I'm just debugging a very strange issue with mobile client getting stuck while downloading a file from my HTTP server. The client is running on a Sierra Wireless Q2687 GSM module.

Each time the transmission hangs after exactly 13480 bytes (10 packets, 1348 worth of payload each). I only see this problem with the GSM module mentioned above, other clients work well.

I've done some Wireshark debugging to note the following:

  • last packet from server to client has a (relative) sequence number of 12133 with 1348 bytes of payload
  • client then ACKs the packet, sending ACK sequence number of 13482, which is off-by-one compared to expected 12133 + 1348 = 13481
  • after that ACK, server sends no more packets at all and connection is stuck (I'm sure nginx has more data to send, checked).
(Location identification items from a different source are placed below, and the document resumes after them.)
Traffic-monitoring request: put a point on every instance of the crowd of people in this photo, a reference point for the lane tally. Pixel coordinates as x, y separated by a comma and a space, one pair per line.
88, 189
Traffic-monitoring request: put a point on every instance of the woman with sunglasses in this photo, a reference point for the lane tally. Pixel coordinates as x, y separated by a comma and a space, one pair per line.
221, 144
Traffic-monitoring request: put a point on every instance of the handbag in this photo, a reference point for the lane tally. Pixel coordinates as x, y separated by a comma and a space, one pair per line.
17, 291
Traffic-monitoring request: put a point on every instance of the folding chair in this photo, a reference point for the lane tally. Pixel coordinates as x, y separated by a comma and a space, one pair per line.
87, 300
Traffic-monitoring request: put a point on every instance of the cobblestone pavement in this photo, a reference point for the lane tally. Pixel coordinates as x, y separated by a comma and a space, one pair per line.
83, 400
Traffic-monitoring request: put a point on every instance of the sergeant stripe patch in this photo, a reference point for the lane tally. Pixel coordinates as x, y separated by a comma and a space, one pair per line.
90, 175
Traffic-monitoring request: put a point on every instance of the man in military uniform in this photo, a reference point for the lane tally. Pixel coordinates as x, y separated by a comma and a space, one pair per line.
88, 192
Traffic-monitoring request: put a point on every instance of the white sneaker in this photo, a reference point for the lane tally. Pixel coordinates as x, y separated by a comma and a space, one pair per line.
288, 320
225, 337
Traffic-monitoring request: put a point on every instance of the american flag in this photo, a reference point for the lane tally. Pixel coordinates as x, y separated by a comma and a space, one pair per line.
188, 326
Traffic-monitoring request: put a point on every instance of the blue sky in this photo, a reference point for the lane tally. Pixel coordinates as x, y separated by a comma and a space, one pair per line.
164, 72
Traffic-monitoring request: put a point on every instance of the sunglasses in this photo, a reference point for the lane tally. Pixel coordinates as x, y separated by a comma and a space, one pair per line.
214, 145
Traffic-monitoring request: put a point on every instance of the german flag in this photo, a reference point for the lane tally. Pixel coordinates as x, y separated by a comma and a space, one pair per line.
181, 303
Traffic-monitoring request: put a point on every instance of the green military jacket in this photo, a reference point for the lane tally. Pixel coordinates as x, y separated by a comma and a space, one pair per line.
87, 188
So, for me it looks like a Sierra Wireless TCP stack off-by-one bug - ACK'ing more data that has actually been received.

Questions:

  • can anyone confirm, that ACK'ing with sequence number higher than the highest (received sequence number + length) violates the TCP specification?

  • given the above is true, how does Linux TCP stack handle such a situation? (TCP stack source code is a bit hard to follow without prior experience, so pointers to particular checks in the source code are more than welcome).

1
If you don't get an answer here, maybe also try linux.stackexchange.com - Peter Cordes

1 Answers

1
votes

can anyone confirm, that ACK'ing with sequence number higher than the highest (received sequence number + length) violates the TCP specification?

If a packet has a FIN flag set then the ACK to the packet will be sequence+1. So it might just be that you've missed this flag. This would also explain that you don't see any more data because FIN means that no more data will follow (i.e. end of connection).

If there was no FIN flag than this would indeed be invalid and I assume that the kernel would simply discard the invalid ACK.